In Zimbabwe, biobanking awareness and knowledge is limited. Most existing activities are isolated individual efforts, sometimes without adequate ethical, legal, and governance frameworks and with limited scientific and technical knowledge and expertise. To change this, the African Institute of Biomedical Science and Technology (AiBST) hosted a biobanking course that included research scientists, health care professionals and regulatory authorities. The aim of the course was to combine education, training and knowledge-sharing with engagement, group work and open debate on how best to establish and run biobanks. Matimba et al. (2016) reported on the course, which aimed to support health care and biomedical research in Zimbabwe.1
Lectures ran for 12 hours and included topics such as overall infrastructure needs, fundamental concepts of good biobanking practice, and how to establish and run a biobank. Lectures also discussed governance and management requirements, using qualified staff, and the importance of building trusting collaborations between health care providers and research institutions.
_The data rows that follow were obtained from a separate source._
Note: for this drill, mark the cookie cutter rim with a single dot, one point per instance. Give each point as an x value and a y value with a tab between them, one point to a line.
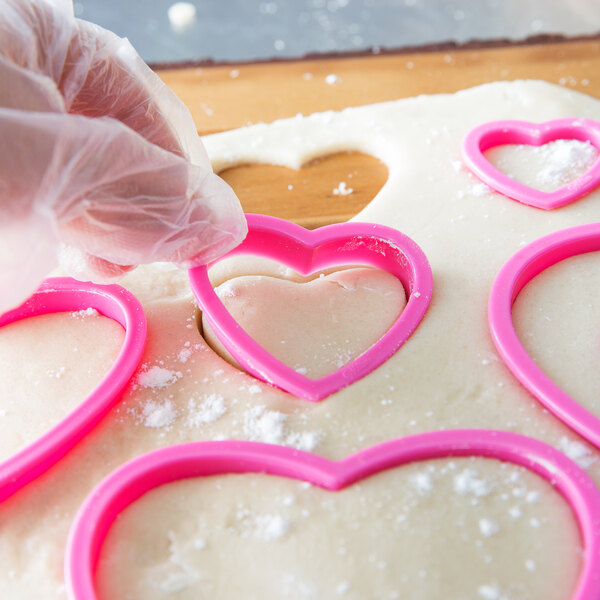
196	459
498	133
63	294
521	268
308	251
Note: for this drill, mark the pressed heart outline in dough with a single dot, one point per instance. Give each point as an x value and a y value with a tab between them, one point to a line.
311	251
61	295
501	133
313	326
523	266
311	196
197	459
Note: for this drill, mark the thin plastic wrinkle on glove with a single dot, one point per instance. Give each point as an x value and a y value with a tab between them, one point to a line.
110	193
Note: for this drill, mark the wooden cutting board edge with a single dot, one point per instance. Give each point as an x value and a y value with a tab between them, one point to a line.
222	97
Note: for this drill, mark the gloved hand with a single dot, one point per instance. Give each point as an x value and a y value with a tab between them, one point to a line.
95	158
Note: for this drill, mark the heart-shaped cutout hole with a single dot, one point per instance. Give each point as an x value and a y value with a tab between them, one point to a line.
314	327
68	295
330	189
561	167
523	266
310	252
132	481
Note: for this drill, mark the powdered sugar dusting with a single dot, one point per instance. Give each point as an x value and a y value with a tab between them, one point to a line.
157	414
209	410
157	377
577	452
269	426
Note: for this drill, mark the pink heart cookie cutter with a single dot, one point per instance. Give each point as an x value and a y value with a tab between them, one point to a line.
197	459
521	268
66	295
308	252
500	133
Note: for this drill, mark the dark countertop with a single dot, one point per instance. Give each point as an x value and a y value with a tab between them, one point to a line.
247	30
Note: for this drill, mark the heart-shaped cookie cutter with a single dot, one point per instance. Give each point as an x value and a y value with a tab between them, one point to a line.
197	459
500	133
307	252
64	294
521	268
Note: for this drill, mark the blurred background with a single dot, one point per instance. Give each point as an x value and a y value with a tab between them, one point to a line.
163	31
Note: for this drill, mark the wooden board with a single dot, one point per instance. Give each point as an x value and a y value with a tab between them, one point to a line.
224	97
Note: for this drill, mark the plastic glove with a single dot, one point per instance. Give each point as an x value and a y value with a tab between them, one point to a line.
95	158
Experts presented on issues related to sample quality, standardizing information, and controlling specimen collection, transport conditions, processing, storage and distribution to analytical platforms. Additionally, presenters drew attention to the need for standard operating procedures, quality management systems, and standards and quality assurance as part of best practices guidelines.
The authors noted that the course had a particular focus on context of research and capacity-building networks such as Human Heredity and Health in Africa (H3Africa) and the Biobank and Cohort Building Network (BCNet). They specifically discussed ways in which biobanking could be used, practically, in Zimbabwe with regards to biobanking genomics and pharmacogenomics.
During interactive group sessions, participants developed theoretical frameworks for a number of aspects of biobanking, and then performed SWOT (strengths, weaknesses, opportunities and threats) analyses of their own frameworks. From these sessions, participants agreed on the following:
- Biobanks are invaluable resources, and creating a national network would build enable health care and research groups to build procedural commonality.
A sustainable biobank framework must be based on a professional organization and include health and research professionals with a clear public transparency.
Zimbabwe has a strong and functional health care system and the potential for well-educated people to be trained in biobanking.
- Zimbabwe needs a clear regulatory and policy framework that supports biobanking for transnational networks and multicenter projects.
Parcipants also established working groups to address biobanking definitions and scope, biobank governance, bioethical guidelines, infrastructural and technical requirements, financial requirements, and intellectual property.
The authors note that the course was a first step in bringing together health professionals and researchers to build biobanking capacity in Zimbabwe. There remain technicalities around more advanced biobanking issues, specific to Zimbabwe, such as high ambient temperature, poor transport logistics and an unreliable power supply. They also acknowledge that Zimbabwe will need a leadership team to drive biobanking beyond the course. Nonetheless, Matimba et al. state that the course was highly successful, with potential future opportunities to collaborate with existing African-focused network initiatives such as H3Africa and BCNET.
1. Matimba, A., at al. (2016) “Practical approach to biobanking in Zimbabwe: Establishment of an inclusive stakeholder framework,” Biopreservation and Biobanking [Epub ahead of print].